So, I heard about something called The Friday Five, and apparently it’s something you do on your blog each week. There seem to be sites that generate questions for it, but I’ve been told you can also just list five things you want to share.
I’ve decided to do it. As this is the blog of a writer and an avid reader, my topic will be Books I Think You Should Pick Up(And Read, Obviously). This will probably remain the topic for a while, but I will always post the topic as the title for the entry.
The City of Ember, by Jeanne DuPrau. YA literature is not just for young people and The City of Ember is highly enjoyable. (Though, if you plan on seeing the film as well I recommend watching the movie first, so it doesn’t spoil your enjoyment of the book.)
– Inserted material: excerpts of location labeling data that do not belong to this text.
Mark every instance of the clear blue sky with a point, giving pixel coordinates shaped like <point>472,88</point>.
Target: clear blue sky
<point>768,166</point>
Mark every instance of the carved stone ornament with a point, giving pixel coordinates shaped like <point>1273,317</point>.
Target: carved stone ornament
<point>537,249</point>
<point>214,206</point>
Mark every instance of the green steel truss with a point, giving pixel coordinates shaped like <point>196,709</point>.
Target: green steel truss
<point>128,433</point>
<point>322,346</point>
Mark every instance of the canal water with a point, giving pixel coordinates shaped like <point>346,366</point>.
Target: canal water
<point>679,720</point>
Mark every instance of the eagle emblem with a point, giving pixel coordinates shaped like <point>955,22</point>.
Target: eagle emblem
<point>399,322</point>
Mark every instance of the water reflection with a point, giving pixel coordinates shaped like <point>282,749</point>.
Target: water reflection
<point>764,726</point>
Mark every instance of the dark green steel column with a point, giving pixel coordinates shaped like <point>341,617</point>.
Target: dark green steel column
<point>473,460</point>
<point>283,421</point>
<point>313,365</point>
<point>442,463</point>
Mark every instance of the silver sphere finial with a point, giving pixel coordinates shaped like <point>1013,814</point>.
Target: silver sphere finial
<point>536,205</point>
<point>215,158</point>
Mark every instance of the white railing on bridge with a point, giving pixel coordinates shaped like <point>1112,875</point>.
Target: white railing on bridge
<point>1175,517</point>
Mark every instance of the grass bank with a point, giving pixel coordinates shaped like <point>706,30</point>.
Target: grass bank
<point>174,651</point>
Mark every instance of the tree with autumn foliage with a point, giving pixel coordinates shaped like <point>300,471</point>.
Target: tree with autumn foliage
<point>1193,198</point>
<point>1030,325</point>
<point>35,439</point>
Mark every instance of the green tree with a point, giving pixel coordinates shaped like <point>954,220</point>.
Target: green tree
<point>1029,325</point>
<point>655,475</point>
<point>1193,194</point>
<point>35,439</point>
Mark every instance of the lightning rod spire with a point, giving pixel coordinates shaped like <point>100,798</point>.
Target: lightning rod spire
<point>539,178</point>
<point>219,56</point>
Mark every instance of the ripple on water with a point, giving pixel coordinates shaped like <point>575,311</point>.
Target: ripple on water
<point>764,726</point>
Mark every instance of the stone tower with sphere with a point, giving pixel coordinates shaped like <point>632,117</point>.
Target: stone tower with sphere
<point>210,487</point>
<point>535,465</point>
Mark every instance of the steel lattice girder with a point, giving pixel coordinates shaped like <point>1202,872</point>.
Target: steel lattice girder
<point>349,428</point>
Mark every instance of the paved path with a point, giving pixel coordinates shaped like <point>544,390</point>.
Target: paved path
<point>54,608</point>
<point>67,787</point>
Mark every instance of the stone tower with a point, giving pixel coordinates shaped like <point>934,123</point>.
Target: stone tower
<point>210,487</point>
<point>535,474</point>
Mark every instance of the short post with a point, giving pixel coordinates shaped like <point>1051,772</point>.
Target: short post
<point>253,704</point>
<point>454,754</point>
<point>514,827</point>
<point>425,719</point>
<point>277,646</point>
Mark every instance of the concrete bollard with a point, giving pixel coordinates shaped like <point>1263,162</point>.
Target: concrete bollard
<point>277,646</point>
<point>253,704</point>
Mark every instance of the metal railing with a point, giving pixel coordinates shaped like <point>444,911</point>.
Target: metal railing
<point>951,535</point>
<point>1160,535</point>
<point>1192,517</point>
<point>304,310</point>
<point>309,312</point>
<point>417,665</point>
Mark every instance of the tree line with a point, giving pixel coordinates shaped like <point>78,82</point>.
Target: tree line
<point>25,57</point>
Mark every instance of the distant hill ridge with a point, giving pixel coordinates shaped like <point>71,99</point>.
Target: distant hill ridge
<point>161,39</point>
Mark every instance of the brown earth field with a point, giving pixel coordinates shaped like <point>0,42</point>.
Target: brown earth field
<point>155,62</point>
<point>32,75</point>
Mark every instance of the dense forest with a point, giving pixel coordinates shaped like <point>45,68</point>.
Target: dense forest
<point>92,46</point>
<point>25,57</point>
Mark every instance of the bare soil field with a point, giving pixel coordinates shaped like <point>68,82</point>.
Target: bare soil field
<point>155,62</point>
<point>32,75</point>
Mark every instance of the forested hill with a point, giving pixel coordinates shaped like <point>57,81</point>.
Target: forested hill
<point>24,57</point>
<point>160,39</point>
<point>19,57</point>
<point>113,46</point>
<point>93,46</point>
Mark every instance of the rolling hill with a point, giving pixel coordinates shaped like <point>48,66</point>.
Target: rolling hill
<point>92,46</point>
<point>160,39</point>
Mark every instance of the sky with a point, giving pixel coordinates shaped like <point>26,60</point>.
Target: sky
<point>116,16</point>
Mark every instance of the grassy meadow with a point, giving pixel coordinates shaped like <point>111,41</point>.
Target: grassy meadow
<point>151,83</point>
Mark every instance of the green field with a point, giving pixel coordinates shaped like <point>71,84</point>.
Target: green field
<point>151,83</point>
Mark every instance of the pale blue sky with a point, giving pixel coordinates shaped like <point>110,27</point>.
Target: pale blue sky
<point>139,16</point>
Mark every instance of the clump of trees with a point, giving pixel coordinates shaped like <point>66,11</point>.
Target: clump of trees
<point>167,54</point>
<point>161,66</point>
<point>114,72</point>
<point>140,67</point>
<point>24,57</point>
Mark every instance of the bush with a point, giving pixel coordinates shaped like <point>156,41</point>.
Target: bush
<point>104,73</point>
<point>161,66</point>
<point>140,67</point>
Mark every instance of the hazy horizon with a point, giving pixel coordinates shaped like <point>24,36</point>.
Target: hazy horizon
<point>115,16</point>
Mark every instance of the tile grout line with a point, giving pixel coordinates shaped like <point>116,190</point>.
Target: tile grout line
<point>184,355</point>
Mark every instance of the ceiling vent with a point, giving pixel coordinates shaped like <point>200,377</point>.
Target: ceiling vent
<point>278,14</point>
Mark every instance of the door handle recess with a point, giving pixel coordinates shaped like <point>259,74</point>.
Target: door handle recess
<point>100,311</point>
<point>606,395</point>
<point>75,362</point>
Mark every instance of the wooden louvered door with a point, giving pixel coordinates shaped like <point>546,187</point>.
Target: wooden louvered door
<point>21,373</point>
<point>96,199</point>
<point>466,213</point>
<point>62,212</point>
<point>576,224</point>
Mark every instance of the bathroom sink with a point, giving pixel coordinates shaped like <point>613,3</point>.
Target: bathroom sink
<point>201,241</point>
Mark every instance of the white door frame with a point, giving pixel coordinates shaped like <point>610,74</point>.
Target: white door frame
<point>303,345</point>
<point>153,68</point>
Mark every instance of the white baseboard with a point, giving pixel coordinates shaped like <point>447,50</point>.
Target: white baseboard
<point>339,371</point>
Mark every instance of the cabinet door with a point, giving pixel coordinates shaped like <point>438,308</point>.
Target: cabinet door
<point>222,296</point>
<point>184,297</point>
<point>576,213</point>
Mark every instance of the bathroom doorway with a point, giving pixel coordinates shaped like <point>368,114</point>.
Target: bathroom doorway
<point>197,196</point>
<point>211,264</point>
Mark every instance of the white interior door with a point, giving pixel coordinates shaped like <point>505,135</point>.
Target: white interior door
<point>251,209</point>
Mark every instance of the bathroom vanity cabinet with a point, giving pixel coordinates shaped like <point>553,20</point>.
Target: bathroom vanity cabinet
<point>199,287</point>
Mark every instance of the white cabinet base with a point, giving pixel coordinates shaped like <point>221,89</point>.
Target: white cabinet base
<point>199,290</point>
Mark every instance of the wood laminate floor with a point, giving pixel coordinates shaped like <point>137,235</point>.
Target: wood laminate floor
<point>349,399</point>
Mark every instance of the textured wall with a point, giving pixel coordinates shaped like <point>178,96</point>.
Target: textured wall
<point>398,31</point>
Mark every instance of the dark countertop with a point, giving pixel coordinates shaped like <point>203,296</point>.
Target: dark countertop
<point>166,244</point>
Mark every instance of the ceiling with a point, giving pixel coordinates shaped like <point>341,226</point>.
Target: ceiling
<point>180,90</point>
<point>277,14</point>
Green Grass, Running Water, by Thomas King. I’ve blogged about this great book before, but I think it bears reiterating that it’s well worth your time to pick up this novel and give it a read. It starts out a bit wonky, as King doesn’t adhere to traditional rules in novel writing, but persevere — it’s worth it.
glasstown, by yours truly. This is my poetry book, and I think a lot of people should pick it up (by which I mean buy it) and read it. Just saying.
The Undomestic Goddess, by Sophie Kinsella. This is a good story about a high-powered lawyer who finds out who she really is in the unlikeliest of places — the kitchen of a rich family. It’s not “chick lit”* because it’s not about how important it is to have a boyfriend — it’s about how important it is to be true to yourself. (The fact that there’s a hot guy involved? Bonus!)
The Fifth Sacred Thing, by Starhawk. Another great book I’ve blogged about. Seriously, pick this up and read it. The film has reached its funding goal on Kickstarter, which means that soon pre-production will begin. I’m sending an email to Starhawk to ask for the chance to audition. So, who knows — you might see me on the silver screen in a few years. 😉 Regardless what happens, read this book. You won’t regret it.
*Coming soon: a rant about the sexism inherent in the very existence of the genre of “chick lit” and how it makes my blood boil.